2 キセル乗車に電算機詐欺罪の供用型(刑246条の2後段)を成立させるためには、出場時に自動改札機に投入される乗車券等の磁気記録を「虚偽」だとする必要がある。その法的構成は、さしあたり3つ考えられる。
第1は入場駅を偽ったという構成で、これは運賃債務の基礎となる乗車区間の偽りである。本判決はこの構成を検討し、虚偽性の定義(判旨(i))から、虚偽性の判断は当該システム事務処理の対象とされる情報についてのみ可能であると解し、本件では入場情報は事務処理の対象外だったとして、消極の結論を導いた (判旨(ii))。
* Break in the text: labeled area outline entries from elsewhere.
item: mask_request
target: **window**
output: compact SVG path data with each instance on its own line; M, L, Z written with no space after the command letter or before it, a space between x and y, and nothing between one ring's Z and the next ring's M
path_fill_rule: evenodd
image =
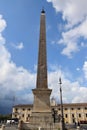
M22 114L22 117L24 117L24 114Z
M65 108L65 110L67 110L67 108Z
M30 117L30 114L28 114L28 117Z
M30 111L31 109L30 108L28 108L28 111Z
M72 117L74 117L74 114L72 114Z
M81 117L81 114L79 114L79 117Z
M17 111L18 111L18 108L16 108L15 111L17 112Z
M87 114L86 114L86 117L87 117Z
M67 115L67 114L65 114L65 117L67 118L67 117L68 117L68 115Z

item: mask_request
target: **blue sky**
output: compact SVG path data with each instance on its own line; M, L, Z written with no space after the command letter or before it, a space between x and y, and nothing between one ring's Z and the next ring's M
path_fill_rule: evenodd
M42 8L51 97L60 102L61 76L63 102L87 102L86 5L86 0L0 0L0 113L33 103Z

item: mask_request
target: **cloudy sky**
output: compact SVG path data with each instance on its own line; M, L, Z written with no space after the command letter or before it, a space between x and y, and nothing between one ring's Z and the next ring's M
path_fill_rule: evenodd
M43 7L51 97L87 102L87 0L0 0L0 113L33 103Z

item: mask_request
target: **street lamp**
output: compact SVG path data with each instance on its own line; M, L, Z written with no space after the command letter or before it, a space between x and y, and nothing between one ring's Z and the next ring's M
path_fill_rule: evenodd
M61 105L61 117L62 117L62 120L61 120L62 129L61 130L65 130L64 115L63 115L62 88L61 88L62 81L61 81L61 78L59 78L59 84L60 84L60 105Z

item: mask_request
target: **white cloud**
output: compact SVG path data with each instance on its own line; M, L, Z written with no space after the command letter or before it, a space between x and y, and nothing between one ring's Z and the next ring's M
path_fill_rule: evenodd
M4 24L5 23L5 24ZM35 86L35 73L31 73L22 66L18 67L11 59L11 53L7 50L2 31L6 27L6 21L0 16L0 102L12 98L13 93L19 94L20 98L24 90L30 90ZM4 43L4 44L3 44ZM20 43L19 48L23 47ZM18 96L18 95L17 95ZM23 96L25 99L26 94ZM8 97L8 98L6 98ZM21 98L21 100L23 100Z
M83 71L84 71L85 78L87 79L87 61L84 62Z
M52 2L56 12L62 12L63 19L68 24L75 25L87 16L87 0L47 0Z
M23 42L17 43L17 44L13 44L12 46L17 49L17 50L22 50L24 48Z
M47 0L52 2L56 12L62 12L63 20L66 20L66 31L62 33L59 43L64 45L61 54L72 58L73 53L80 51L83 45L79 44L80 37L87 39L87 0ZM85 45L86 44L86 45Z

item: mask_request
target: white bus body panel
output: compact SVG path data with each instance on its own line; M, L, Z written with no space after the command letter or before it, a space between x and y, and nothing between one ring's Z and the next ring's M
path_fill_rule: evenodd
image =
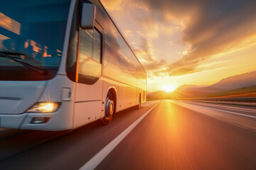
M103 77L92 85L76 83L75 128L102 118L102 87Z
M0 114L21 114L37 101L46 81L1 81Z

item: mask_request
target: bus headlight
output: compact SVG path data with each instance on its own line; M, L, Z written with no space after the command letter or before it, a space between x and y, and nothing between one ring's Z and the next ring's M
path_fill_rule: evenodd
M26 112L30 113L52 113L55 112L59 108L60 103L37 103Z

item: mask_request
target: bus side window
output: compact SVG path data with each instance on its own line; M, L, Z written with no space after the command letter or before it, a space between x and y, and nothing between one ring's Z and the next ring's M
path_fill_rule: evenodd
M78 82L95 84L101 76L102 35L96 30L80 30Z

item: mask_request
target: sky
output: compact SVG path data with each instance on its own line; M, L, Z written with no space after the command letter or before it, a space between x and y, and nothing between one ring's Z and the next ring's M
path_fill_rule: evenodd
M101 0L147 72L147 91L256 71L255 0Z

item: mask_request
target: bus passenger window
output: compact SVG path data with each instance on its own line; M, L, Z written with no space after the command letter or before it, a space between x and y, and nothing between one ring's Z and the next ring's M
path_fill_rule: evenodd
M78 82L95 84L101 76L102 35L96 30L80 30Z
M93 41L93 56L92 58L100 62L101 55L101 35L95 30L94 31L94 41Z

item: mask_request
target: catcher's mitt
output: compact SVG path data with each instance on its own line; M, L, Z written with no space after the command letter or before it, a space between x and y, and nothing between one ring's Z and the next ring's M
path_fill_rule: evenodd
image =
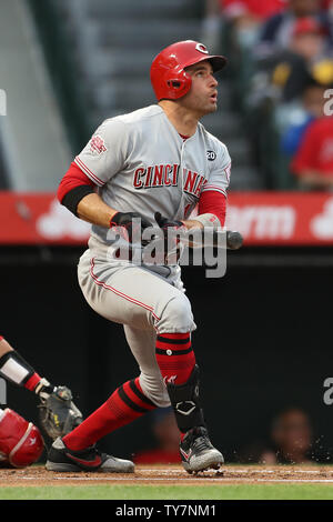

もっとも、電算機に直接読み取られる情報でなくても、事務処理の文脈から意味として得られる情報については虚偽性を語れると従来解されてきた。典型は暗証番号の入力が本人性を意味すること(ただし同条前段)であるが、判旨(iv)の判例の事案も同じである。そうすると本件でも、出場時に読み取られた〈有効な定期券である〉との情報から、〈有効区間内のいずれかの駅からの入場である〉という情報が得られ、これが事務処理されるとも解しうる。 しかし、本判決は厳しい表現でこれを否定した (判旨(iii))。正しい情報が投入されても事務処理結果が異ならない場合は、結局「虚偽の電磁的記録」が事務処理対象だとはいえないというのである。本件では、〈近鉄名古屋からの乗車であり、運賃は高田本山-松阪間につき支払済みである〉という情報が投入されたとしても、松阪駅の自動改札システムは出場を許したと考えられる。
本判決は、同罪では「事務処理の判断の基準となる重要な事項」がシステム内在的に限定されるとするもので、本罪が電算機を利用した不法利得行為一般の処罰に墜するのを防ぐ点でも、詐欺罪との対比でも、評価できる。
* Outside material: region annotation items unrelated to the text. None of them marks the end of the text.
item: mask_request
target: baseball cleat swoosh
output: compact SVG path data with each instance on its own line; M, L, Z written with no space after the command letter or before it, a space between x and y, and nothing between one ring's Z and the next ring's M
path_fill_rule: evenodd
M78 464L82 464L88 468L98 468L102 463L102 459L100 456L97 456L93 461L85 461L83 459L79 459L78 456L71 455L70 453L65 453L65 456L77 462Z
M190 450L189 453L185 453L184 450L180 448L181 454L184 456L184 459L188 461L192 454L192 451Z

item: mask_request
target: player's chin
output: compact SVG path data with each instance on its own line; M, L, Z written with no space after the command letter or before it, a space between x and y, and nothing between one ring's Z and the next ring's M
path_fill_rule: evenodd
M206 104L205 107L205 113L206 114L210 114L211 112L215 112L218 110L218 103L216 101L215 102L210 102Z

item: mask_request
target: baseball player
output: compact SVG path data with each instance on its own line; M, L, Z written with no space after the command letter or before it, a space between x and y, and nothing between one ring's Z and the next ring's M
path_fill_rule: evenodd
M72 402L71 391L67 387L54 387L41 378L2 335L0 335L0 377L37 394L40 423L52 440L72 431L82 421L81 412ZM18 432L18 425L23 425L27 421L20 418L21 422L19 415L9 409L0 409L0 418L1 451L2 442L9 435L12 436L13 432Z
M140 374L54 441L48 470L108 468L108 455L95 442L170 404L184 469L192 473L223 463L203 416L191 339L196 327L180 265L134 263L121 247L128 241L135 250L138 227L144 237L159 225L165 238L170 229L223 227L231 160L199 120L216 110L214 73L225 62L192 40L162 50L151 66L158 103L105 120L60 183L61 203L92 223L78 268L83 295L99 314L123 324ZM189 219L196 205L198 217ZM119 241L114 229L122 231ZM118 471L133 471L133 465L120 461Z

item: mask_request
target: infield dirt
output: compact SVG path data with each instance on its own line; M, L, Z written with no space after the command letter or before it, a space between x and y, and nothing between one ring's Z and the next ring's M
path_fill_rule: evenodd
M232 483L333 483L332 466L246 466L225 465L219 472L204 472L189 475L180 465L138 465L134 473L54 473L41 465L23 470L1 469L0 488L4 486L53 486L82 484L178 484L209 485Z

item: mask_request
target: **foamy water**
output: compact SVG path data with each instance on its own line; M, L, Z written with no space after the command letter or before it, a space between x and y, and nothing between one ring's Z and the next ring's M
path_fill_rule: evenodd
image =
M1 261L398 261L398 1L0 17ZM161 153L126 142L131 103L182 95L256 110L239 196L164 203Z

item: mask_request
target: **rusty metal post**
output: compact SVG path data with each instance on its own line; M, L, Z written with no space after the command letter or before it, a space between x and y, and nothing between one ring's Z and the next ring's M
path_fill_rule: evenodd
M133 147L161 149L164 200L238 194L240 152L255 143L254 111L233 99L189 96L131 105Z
3 もっとも、本判決の枠組みを越えるが、第2として運賃精算の要否を偽ったという構成もありうる。現実には精算が必要である場合、精算不要を示す記録は、投入が禁じられるが故に「虚偽」のものと解される。たとえば不正に入手した精算券で出場する行為である。乗車券(定期券)の機能も、券面の区間について運賃が支払済みであることを示すところにあるから、当該区間内での出場の場合では精算券に類似する。ここでは具体的な入場情報は無関係であるが、それ以外の点で定期券が精算券と区別できるかどうか、慎重な検討が必要である。
4 さらに第3として、乗車券の有効性を偽ったという構成もありうる。不正乗車に使用した乗車券は、旅客営業規則上、無効になるので(近鉄旅客営業規則105条6号〔定期券の場合〕参照)、それを有効なものとして出場に用いる点に虚偽性を肯定しうる。もっとも、出場に用いた乗車券の区間が無賃扱いとなり、それが直接の運賃免脱区間となるから、中間無札というキセル乗車の本質からは外れる。本件でもその構成は検討されていない。